Research: Six-year-olds are the toughest food critics

Thursday, 04 July, 2024

Research: Six-year-olds are the toughest food critics

A study from the University of Copenhagen’s Department of Food Science has discovered that at the age of six, children prefer to avoid crunch in their peanut butter, berries in jam and pieces of fruit in yoghurt — a fact that parents of youngsters might also have some insight on!

In the study, researchers asked 485 Aussie children between the ages of five and 12 to choose between six different foods with and without lumps, seeds and pieces of fruit in them. The foods were bread, orange juice, peanut butter, strawberry jam, yogurt and tomato soup. The researchers showed children drawings of these foods both with and without lumps, and then asked them to choose between them.

In 76% of the instances, six-year-olds opted for foods without lumps — the highest preference rate observed across the age groups.

Dr Ching Yue Chow, first author of the study, said: “The fact that children in general are not happy with too many lumps in food is probably something many people can recognise, but this is the first time that a scientific study has linked a specific age group, namely six-year-olds, so clearly to this food preference.”

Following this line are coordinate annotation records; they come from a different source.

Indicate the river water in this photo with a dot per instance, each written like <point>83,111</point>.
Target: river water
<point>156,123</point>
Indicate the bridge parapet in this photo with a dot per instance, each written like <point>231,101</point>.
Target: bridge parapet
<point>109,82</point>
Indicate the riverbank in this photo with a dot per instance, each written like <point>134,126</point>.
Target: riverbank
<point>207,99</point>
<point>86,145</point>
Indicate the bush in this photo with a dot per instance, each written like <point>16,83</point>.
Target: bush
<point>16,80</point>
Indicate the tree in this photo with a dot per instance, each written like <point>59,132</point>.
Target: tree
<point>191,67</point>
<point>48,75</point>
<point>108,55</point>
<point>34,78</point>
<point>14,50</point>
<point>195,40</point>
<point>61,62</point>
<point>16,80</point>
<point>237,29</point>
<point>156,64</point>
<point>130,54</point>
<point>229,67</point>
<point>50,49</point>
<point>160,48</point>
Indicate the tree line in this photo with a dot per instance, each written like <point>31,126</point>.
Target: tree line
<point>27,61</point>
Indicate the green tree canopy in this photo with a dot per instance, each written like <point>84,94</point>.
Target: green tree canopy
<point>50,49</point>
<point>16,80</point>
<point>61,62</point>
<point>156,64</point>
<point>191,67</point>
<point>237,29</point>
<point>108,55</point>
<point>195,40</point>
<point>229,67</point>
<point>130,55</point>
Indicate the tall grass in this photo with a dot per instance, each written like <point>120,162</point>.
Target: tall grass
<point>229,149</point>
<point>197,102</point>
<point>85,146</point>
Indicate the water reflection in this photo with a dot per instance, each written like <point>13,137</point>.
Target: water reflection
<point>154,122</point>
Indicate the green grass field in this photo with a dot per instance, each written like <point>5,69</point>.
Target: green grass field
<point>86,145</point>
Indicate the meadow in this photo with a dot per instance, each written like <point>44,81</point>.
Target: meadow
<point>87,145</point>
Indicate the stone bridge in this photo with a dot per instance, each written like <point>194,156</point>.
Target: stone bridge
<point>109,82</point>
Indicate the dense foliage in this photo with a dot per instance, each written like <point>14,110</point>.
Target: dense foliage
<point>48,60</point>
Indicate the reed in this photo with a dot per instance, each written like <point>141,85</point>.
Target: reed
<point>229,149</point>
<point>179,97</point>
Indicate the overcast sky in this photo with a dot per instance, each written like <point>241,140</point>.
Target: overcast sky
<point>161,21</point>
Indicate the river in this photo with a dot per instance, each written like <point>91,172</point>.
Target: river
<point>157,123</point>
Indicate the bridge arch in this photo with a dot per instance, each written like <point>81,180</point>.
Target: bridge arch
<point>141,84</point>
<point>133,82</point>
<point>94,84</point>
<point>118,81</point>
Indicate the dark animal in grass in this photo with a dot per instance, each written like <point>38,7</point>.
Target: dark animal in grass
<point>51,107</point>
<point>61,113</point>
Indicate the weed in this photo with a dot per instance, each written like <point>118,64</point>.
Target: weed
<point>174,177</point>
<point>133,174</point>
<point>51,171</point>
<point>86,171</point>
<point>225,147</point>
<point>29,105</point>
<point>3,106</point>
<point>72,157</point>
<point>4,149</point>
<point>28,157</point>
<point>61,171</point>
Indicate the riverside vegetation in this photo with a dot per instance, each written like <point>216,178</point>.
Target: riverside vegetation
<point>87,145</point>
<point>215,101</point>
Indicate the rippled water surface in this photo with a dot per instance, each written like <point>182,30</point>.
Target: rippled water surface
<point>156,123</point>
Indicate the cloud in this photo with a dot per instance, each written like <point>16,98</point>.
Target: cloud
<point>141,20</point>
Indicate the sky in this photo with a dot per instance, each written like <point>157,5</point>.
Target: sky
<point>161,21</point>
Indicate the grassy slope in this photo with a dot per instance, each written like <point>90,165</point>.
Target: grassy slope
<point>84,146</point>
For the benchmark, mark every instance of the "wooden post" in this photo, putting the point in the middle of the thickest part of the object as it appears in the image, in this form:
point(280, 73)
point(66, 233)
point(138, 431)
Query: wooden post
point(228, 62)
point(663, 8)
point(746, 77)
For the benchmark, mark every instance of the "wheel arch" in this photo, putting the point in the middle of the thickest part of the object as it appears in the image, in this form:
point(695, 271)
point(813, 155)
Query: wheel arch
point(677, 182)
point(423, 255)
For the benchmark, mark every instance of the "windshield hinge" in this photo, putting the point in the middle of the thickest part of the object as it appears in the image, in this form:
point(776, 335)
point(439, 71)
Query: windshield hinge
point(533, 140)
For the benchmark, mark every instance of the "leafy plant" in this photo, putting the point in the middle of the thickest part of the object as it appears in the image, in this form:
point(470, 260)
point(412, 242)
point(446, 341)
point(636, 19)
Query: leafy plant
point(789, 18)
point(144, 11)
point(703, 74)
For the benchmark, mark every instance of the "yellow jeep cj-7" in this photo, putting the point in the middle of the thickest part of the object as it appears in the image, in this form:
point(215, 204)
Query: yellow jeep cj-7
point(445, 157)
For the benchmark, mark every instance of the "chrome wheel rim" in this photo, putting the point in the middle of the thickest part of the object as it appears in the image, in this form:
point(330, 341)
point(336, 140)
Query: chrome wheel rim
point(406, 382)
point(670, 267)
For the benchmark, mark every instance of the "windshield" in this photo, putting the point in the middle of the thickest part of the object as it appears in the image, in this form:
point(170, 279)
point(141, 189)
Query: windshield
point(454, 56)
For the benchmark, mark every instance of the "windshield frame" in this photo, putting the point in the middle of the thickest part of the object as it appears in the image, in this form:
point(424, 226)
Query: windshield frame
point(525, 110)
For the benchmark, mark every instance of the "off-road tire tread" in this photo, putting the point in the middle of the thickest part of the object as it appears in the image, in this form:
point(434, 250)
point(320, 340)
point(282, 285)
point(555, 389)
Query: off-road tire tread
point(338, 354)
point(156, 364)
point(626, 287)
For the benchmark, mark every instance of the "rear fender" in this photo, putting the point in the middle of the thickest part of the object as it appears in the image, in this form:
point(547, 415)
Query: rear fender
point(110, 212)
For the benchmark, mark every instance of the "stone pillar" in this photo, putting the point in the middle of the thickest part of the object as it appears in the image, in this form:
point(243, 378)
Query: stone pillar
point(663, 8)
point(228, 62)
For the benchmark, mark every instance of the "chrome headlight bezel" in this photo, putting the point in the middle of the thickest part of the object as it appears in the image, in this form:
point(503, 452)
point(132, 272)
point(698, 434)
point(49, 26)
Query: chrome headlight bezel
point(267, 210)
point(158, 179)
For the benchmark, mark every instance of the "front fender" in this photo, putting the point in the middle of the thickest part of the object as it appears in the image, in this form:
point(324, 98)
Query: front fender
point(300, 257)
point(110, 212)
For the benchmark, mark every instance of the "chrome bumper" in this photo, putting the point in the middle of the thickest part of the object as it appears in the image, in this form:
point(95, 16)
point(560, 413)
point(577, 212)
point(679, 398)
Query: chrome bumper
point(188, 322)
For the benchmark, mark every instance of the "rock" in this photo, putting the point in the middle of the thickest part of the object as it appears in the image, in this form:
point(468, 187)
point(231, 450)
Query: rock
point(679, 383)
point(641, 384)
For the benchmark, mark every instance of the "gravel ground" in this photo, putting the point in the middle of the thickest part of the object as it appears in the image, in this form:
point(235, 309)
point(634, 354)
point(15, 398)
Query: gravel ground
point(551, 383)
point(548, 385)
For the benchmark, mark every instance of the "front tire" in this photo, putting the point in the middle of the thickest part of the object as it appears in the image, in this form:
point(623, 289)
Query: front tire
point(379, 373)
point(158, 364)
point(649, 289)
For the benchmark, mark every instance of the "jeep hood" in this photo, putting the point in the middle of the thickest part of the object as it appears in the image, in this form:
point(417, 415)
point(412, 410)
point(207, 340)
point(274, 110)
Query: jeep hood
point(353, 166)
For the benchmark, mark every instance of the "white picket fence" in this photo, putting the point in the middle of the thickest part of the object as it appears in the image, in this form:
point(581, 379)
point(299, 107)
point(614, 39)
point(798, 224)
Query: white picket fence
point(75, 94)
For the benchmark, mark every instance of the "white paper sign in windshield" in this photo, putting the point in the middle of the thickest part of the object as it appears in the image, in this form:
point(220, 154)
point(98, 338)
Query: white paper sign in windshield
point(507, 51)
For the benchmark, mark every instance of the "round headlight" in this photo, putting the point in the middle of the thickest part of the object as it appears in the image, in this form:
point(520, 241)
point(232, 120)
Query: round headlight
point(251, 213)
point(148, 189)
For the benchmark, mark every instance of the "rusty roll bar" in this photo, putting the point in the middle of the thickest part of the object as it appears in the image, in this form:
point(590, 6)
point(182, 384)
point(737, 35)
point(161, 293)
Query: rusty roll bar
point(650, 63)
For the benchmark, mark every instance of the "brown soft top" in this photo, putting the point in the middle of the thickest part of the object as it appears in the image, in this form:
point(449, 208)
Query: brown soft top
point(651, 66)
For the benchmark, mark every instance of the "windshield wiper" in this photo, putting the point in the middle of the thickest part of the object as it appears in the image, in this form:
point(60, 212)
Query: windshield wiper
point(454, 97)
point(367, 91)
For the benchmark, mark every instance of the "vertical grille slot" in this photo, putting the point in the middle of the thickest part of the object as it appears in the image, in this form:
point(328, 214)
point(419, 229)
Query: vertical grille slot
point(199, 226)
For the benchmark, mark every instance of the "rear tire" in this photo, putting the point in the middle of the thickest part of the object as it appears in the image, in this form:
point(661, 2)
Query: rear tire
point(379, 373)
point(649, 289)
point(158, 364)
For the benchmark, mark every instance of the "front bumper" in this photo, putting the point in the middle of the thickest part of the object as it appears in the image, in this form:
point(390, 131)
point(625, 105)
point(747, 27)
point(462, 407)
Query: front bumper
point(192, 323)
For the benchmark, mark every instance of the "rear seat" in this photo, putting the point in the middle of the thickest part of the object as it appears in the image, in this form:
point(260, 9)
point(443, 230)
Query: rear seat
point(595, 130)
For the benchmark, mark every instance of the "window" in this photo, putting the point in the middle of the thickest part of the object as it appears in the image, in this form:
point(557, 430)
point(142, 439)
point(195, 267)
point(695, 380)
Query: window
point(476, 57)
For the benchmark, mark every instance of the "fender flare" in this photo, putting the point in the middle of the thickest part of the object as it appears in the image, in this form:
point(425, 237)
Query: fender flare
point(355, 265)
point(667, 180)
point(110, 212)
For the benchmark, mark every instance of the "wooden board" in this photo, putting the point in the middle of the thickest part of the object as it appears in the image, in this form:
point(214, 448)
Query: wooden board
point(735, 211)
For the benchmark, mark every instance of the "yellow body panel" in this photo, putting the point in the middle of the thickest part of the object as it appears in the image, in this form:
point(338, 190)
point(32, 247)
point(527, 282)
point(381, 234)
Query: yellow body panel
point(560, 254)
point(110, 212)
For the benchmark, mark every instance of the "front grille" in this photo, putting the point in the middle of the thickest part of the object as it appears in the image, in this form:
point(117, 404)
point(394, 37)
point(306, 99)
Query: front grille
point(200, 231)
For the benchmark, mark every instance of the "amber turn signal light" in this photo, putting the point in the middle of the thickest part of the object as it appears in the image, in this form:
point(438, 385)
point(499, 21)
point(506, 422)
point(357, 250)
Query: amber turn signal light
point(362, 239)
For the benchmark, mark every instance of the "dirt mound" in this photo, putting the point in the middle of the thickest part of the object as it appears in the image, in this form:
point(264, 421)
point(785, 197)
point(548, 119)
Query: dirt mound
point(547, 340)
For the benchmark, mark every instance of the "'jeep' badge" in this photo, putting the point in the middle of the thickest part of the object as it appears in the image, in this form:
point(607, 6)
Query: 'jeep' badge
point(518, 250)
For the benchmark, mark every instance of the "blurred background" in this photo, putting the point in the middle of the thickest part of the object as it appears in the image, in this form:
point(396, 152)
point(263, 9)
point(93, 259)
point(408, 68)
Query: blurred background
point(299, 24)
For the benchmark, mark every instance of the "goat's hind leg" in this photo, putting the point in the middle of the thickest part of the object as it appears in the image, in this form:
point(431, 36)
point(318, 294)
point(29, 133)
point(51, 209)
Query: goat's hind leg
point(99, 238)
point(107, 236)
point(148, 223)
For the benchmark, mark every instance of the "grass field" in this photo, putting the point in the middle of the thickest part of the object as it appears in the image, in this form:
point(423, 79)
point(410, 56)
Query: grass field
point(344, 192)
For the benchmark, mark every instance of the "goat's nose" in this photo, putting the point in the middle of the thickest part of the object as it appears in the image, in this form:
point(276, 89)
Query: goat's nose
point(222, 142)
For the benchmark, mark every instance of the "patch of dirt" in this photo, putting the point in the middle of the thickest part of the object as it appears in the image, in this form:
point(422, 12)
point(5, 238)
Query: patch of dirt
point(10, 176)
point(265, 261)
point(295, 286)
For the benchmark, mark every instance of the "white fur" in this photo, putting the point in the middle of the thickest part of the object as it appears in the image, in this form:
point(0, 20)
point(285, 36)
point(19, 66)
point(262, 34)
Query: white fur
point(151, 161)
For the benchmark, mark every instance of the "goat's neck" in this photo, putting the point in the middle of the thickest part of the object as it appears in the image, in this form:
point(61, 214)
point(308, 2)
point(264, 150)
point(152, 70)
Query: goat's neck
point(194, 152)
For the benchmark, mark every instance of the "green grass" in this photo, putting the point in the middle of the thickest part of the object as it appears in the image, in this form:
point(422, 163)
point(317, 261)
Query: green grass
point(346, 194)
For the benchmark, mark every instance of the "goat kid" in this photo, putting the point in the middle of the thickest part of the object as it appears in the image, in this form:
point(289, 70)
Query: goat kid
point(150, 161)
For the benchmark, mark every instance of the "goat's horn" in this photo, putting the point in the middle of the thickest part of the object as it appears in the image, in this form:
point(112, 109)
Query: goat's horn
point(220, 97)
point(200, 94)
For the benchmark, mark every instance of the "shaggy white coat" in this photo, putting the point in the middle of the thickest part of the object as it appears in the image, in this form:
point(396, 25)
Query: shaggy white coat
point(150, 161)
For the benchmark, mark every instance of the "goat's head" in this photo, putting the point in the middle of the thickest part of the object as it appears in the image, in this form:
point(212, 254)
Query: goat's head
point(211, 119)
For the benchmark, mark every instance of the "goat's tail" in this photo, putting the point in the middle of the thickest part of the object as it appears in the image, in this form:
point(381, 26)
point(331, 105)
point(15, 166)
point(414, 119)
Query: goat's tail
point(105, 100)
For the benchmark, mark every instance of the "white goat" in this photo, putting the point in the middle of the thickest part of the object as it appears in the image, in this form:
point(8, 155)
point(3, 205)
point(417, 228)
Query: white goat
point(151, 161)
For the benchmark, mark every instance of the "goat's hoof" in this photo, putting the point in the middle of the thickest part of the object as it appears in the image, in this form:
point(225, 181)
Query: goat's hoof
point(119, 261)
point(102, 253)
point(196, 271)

To get answers that were as precise as possible, the researchers used real foods to test how consistent children were in answering these questions in other studies.

Protection against dangerous foods

According to Yue Chow, there may be an explanation for why children’s fear of complex texture in food peaks around the age of six.

“Food neophobia is often described as the reluctance to eat new or unfamiliar foods. It is thought to be a protective function to prevent children from eating potentially poisonous foods or other dangerous things when they start to become more independent. Studies have reported that food neophobia starts from a low baseline at weaning. It increases sharply as a child becomes more mobile and independent, reaching a peak at around 6 or 7 years old.

“As such, it makes sense that this particular group in our study does not like too many lumps in food, as it is at this age that they are most cautious when it comes to food,” Yue Chow said.

New dishes may need to be introduced 8–15 times

“A lot of research on children and foods shows that repeated exposures to new dishes have a positive effect on whether they’ll bother eating them. Specifically, it is about giving children the opportunity to taste new food while there is something on the plate that they already know. Often they need to be presented with the new dish 8–15 times before they develop preference for it, but persistence pays off,” Yue Chow said.

The new research results shed more light on the food preferences of children between the ages of five and 12, which the researcher hopes can make parents and the food industry wiser about our relationships with food.

“I hope that our study can serve as an inspiration to parents and those who develop new food products,” Yue Chow said.